Does it mean that no one will learn to code anymore? Of course not, but it does mean that the work of non-data scientists can be incorporated in data science projects in meaningful ways.
It’s the beginning of a fundamental shift in mindset around data tooling, and with code-free tooling evolving rapidly, we’ll continue to see a bigger breadth of people that have access to data to work with it on a day-to-day basis.
AutoML and Augmented Analytics
Low code or code-free also means that data scientists can focus on building cool things, and not spending hours of maintenance and days of work just to ensure everything is kept running. Most data science teams will have a real mix of people: some will want to use a more code-free approach, and others will want to dive into code. Today’s platforms should offer enough flexibility to let people whip up a quick model, or get very involved ‘under the hood.’
AutoML, which has long since been touted as the ‘future of AI’ is helping to provide this flexibility. In fact, a few years ago Gartner estimated that by 2025, 50% of data scientist activities will be automated by AI, easing the acute talent shortage.”

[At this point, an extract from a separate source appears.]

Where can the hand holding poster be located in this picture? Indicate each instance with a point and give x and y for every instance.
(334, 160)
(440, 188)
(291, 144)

The rapid acceleration of AutoML has spurred the application of automation to the whole data-to-insights pipeline, from cleaning the data to tuning algorithms through feature selection and feature creation to operationalisation. At this larger scale, paired with an increasing volume of data, AutoML is producing more insights in less time.
At a very high level, AutoML is about using machine learning techniques to automatically do machine learning. Yet AutoML can have a broader scope. Its development has spurred the application of automation to the whole data-to-insights pipeline, from cleaning the data to tuning algorithms through feature selection and feature creation, even operationalisation.
It’s also expanding the capabilities of the citizen data scientists, and allowing entire companies to design and implement machine learning models while easily scaling them out in production without failure or interruptions, with complete transparency.
One of the most important parts of data democratisation in an organisation is ensuring an inclusive AI strategy is in place.
Inclusive AI means not restricting the use of data or AI systems to specific teams or roles, but rather equipping and empowering everyone at the company to make day-to-day decisions, as well as larger process changes, with data at the core. The more people are involved in AI processes, more often than not, the better the outcome.
It also means integrated documentation and knowledge sharing for increased communication around bias, responsibility, interpretability, and model fairness.
Ultimately, crafting an AI strategy that is inclusive allows for the democratisation of data use across entire companies, lines of business, and profiles – technical or non-technical. This is the key to unlocking everyday AI.